The second part of our analysis asks whether section 260C.212, subdivision 1, cannot be constitutionally applied to the facts in this case. Mother concedes that section 260C.212, subdivision 1, is constitutional. And she does not point to—nor does our review of the record reveal—any other facts which suggest that the statute is unconstitutional as applied. We conclude, therefore, that the district court’s application of section 260C.212, subdivision 1, to mother’s case did not violate her substantive due-process rights. SooHoo, 731 N.W.2d at 820.

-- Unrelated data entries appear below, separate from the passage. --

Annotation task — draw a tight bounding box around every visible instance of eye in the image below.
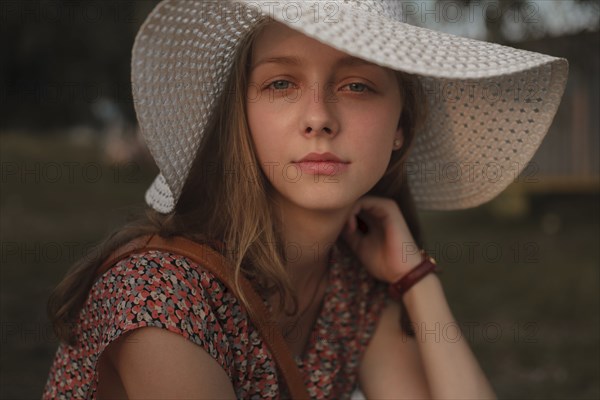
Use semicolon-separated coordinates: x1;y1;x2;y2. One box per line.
266;80;296;90
342;82;372;93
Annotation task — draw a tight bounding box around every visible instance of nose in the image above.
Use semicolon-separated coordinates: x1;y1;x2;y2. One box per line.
302;84;339;138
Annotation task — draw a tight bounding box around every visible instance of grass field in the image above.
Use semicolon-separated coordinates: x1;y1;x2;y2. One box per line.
1;132;598;399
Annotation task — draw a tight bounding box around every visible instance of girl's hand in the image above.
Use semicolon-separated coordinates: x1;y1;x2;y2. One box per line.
341;195;424;283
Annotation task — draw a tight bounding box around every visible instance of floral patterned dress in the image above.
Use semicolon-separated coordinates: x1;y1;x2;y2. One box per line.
43;242;390;399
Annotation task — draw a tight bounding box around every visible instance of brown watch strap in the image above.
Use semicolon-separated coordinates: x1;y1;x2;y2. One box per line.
388;250;440;300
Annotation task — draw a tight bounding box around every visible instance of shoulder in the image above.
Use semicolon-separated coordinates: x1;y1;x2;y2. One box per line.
101;249;215;285
97;251;239;397
94;248;240;320
95;249;230;309
89;249;245;363
103;326;237;399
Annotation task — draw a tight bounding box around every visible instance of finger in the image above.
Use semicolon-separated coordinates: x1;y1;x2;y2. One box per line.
347;202;362;233
355;197;397;222
346;196;395;236
353;196;390;218
341;225;361;251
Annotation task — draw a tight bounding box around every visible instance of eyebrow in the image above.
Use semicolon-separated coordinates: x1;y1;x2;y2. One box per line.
250;55;379;72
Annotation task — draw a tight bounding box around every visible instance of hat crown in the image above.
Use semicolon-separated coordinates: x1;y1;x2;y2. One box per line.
340;0;402;20
248;0;402;20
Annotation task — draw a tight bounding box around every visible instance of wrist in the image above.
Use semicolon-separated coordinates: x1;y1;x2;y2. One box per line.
401;272;441;308
387;251;425;283
388;249;441;301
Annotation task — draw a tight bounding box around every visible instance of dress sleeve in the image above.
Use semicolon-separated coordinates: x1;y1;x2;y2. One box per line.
83;249;235;378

Mother’s procedural due-process argument is similarly unsuccessful. Procedural due process requires “notice, a timely opportunity for a hearing, the right to counsel, the opportunity to present evidence, the right to an impartial decision-maker, and the right to a reasonable decision based solely on the record.” In re Welfare of Children of D.F., 752 N.W.2d at 97. When considering whether a parent has been deprived of their procedural due-process rights, this court balances: (1) the private interest affected; (2) the risk of erroneous deprivation of that interest and the value of additional procedural safeguards; and (3) the government’s interest in the matter. Mathews v. Eldridge, 424 U.S. 319, 335, 96 S. Ct. 893, 903 (1976); see also In re Welfare of Children of B.J.B., 747 N.W.2d 605, 608 (Minn. App. 2008). This balancing test “embodies the notion of fundamental fairness.” In re Child of P.T., 657 N.W.2d 577, 587 (Minn. App. 2003).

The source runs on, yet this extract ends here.